The Uses and Abuses of Cryptography
Another day, another data breach, and another round of calls for companies to encrypt their databases. Cryptography is a powerful tool, but in cases like this one it’s not going to help. If your OS is secure, you don’t need the crypto; if it’s not, the crypto won’t protect your data.
In a case like the Anthem breach, the really sensitive databases are always in use. This means that they’re effectively decrypted: the database management systems (DBMS) are operating on cleartext, which means that the decryption key is present in RAM somewhere. It may be in the OS, it may be in the DBMS, or it may even be in the application itself (though that’s less likely if a large relational database is in use, which it probably is). What’s to stop an attacker from obtaining that key, or perhaps from just making database queries?
The answer, in theory, is other forms of access control. Perhaps the DBMS requires authentication, or operating system permissions will prevent the attacker from getting at the keys. Unfortunately—and as these many databreaches show—these defenses are not configured properly or aren’t doing the job. If that’s the case, though, adding encryption isn’t going to help; the attacker will just go around the crypto. There’s a very simple rule of thumb here: Encryption is most useful when OS protections cannot work.
What do I mean by that? The most obvious situation is where the attacker has physical access to the device. Laptop disks should always be encrypted; ditto flash drives, backup media, etc. Using full disk encryption on your servers’ drives isn’t a bad idea, since it protects your data when you discard the media, but you then have to worry about where the key comes from if the server crashes and reboots.
Cloud storage is a good place for encryption, since you don’t control the machine room and you don’t control the hypervisor. Again, your own operating system isn’t blocking a line of attack. (Note: I’m not saying that the cloud is a bad idea; if nothing else, most cloud sysadmins are better at securing their systems than are folks at average small companies.) Email is another good use for encryption, unless you control your own mail servers. Why? Because the data is yours, but you’re storing it on someone else’s computer.
Encryption is a useful tool (and a fun research area), but like all tools it’s only useful if properly employed. If used in inappropriate situations, it won’t provide protection and will create operational headaches and perhaps data loss from mismanaged keys.
Protecting large databases like Anthem’s is a challenge. We need better software security, and we need better structural tools to isolate the really sensitive data from average, poorly protected machines. There may even be a role for encryption, but simply encrypting the social security numbers isn’t going to do much.
What Must We Trust?
My Twitter feed has exploded with the release of the Kaspersky report on the "Equation Group", an entity behind a very advanced family of malware. (Naturally, everyone is blaming the NSA. I don’t know who wrote that code, so I’ll just say it was beings from the Andromeda galaxy.)
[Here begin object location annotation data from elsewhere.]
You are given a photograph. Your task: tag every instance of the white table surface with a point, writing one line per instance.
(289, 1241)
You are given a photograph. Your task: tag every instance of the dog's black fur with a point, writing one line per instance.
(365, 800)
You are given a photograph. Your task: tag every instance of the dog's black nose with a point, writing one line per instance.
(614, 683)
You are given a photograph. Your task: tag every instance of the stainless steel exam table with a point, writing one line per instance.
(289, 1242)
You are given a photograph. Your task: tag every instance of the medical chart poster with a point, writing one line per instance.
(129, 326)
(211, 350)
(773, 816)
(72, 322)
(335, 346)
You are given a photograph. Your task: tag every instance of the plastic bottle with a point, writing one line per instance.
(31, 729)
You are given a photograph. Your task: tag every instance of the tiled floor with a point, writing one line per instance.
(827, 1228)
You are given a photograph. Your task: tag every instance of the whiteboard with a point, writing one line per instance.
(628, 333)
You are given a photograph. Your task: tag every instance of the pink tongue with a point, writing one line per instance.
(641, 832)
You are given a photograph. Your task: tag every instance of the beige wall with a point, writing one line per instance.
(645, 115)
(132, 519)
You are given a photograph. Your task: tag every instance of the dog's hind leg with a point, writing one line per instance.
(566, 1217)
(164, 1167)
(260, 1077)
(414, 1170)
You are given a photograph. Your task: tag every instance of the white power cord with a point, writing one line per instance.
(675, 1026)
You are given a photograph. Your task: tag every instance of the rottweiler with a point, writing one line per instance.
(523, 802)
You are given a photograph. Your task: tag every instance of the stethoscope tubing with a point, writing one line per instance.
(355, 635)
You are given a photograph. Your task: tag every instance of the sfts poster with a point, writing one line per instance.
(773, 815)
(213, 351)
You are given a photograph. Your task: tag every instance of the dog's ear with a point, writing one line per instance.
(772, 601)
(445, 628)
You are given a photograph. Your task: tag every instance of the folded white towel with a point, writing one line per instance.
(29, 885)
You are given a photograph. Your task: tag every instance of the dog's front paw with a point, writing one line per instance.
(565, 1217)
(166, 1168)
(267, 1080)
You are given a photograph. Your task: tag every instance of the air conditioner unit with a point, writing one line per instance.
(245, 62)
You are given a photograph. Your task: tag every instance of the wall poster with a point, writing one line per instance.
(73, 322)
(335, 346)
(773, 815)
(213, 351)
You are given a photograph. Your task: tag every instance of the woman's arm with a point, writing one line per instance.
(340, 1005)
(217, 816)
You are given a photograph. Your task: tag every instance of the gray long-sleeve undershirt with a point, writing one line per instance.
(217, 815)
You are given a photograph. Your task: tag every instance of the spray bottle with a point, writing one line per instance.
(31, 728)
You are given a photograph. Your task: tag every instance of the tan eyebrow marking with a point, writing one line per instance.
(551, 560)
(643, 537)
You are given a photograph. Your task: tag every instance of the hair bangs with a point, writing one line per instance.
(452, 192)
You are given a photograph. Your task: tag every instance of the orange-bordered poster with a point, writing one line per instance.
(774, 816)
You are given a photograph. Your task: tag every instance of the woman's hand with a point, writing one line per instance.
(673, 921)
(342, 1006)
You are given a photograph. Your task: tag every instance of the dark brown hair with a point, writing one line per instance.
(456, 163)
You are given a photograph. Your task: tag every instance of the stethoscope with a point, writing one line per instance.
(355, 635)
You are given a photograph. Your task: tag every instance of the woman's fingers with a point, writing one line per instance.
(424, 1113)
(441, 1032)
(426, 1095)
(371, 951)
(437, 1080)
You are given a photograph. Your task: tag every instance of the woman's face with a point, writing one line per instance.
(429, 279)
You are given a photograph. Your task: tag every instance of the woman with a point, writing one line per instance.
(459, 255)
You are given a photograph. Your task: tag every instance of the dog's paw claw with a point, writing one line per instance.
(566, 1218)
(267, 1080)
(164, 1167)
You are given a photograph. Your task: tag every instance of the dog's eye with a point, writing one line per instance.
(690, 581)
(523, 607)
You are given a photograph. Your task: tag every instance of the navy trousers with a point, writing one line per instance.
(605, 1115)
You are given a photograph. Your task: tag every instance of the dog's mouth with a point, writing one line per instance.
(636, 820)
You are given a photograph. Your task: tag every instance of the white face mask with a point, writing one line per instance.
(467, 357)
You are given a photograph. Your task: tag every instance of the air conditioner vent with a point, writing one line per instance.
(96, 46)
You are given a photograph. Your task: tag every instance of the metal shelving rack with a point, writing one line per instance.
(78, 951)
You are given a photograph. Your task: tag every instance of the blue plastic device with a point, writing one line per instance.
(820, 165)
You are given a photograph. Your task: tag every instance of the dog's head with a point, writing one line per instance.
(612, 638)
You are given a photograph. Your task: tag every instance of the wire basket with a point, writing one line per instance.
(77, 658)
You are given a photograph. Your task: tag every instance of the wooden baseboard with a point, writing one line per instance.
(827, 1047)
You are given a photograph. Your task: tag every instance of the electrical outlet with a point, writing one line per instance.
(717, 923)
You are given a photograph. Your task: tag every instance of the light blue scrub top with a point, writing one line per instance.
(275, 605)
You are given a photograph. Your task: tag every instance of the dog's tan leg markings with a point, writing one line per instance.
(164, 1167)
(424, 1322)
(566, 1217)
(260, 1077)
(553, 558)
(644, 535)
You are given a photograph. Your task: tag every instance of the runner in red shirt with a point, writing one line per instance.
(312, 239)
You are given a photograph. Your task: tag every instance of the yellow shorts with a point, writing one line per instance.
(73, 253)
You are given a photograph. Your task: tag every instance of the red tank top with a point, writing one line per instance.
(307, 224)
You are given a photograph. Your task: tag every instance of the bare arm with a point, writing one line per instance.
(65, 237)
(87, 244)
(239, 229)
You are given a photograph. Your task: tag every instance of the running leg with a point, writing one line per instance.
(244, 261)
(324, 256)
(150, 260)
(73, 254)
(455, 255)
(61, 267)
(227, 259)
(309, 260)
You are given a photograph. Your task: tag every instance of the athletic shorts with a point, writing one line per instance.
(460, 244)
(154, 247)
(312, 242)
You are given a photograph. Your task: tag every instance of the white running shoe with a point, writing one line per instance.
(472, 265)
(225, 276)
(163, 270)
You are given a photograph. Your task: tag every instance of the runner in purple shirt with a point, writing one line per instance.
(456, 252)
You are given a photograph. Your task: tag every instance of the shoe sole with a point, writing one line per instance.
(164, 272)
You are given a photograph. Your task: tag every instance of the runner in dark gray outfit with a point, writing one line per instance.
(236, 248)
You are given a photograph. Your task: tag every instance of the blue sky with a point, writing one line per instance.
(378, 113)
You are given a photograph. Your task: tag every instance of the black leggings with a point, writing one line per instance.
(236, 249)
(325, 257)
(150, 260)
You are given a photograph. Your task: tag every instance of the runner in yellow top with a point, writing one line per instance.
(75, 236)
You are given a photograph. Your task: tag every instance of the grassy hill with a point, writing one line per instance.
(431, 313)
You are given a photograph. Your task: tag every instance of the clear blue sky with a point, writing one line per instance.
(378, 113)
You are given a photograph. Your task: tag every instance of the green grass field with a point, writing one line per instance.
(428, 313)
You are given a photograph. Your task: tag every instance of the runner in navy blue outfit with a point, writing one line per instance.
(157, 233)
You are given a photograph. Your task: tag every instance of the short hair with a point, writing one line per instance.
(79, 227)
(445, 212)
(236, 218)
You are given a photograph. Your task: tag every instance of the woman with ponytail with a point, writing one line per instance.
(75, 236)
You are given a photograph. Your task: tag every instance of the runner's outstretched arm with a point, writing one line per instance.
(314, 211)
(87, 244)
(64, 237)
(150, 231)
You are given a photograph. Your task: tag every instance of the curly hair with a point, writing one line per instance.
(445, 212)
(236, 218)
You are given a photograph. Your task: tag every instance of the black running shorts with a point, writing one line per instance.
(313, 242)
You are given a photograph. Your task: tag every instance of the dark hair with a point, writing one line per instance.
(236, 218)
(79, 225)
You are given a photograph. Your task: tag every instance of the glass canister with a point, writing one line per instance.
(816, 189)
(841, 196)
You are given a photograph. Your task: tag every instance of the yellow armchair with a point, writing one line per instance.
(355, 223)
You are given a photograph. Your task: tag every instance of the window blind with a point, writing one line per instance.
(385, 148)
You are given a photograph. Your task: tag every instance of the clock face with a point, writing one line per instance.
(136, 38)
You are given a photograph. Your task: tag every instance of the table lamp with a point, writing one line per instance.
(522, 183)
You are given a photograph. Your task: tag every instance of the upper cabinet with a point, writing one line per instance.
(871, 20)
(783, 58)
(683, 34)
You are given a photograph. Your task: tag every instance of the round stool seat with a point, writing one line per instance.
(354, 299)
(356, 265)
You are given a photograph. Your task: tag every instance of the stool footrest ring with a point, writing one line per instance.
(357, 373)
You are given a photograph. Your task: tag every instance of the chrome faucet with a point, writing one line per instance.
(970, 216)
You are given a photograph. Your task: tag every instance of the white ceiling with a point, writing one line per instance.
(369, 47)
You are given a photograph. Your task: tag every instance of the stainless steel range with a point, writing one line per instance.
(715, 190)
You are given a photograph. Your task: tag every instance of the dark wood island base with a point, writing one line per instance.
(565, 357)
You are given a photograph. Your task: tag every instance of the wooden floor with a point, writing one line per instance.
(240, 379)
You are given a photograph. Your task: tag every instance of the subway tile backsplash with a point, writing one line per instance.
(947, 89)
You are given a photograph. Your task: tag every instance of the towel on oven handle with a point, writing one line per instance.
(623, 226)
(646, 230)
The Equation Group has used a variety of advanced techniques, including injecting malware into disk drive firmware, planting attack code on "photo" CDs sent to conference attendees, encrypting payloads using details specific to particular target machines as the keys (which in turn implies prior knowledge of these machines’ configurations), and more. There are all sorts of implications of this report, including the policy question of whether or not the Andromedans should have risked their commercial market by doing such things. For now, though, I want to discuss one particular, deep technical question: what should a conceptual security architecture look like?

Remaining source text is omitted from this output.